Undone
- Author: Sara Humphreys
- Language: English
- Series: The Amoveo Legend Series
- Genre: Romance, Paranormal, Fantasy novel
- Publisher: Sourcebooks Casablanca
- Publication date: 2013
- Publication place: United States
- Media type: Print (paperback)
- Pages: 265 pp (US paperback)
- ISBN: 978-1-4022-5852-7
- Preceded by: Untamed
- Followed by: Unclaimed

= Undone (Humphreys novel) =

2013 novel by Sara Humphreys

Undone is the fourth book in Sara Humphreys’s The Amoveo Legend Series. It takes place after the events in Untamed.

==Plot summary==
Marianna Coltari wants nothing to do with the Amoveo civil war, she would rather live it up in the city and hang out at her favorite night club (that just happens to be run by a vampire coven).
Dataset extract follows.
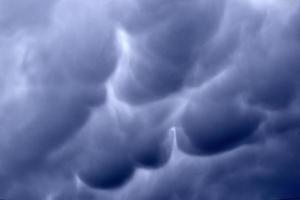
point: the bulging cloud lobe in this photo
(142, 99)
When her brother Dante hires his human employee Pete Castro as her bodyguard, things get interesting.

Pete is a retired cop and doesn't want anything to do with guarding a party girl like Marianna but he is doing it as a favor for his friend. But when Pete finds out about the Amoveo and the pair are in hiding from an enemy.

Pete is Marianna's lifemate, and their attraction is undeniable. Can he protect her? A person from Pete's past may hold the biggest secret of all, as well as the means to fight their enemies.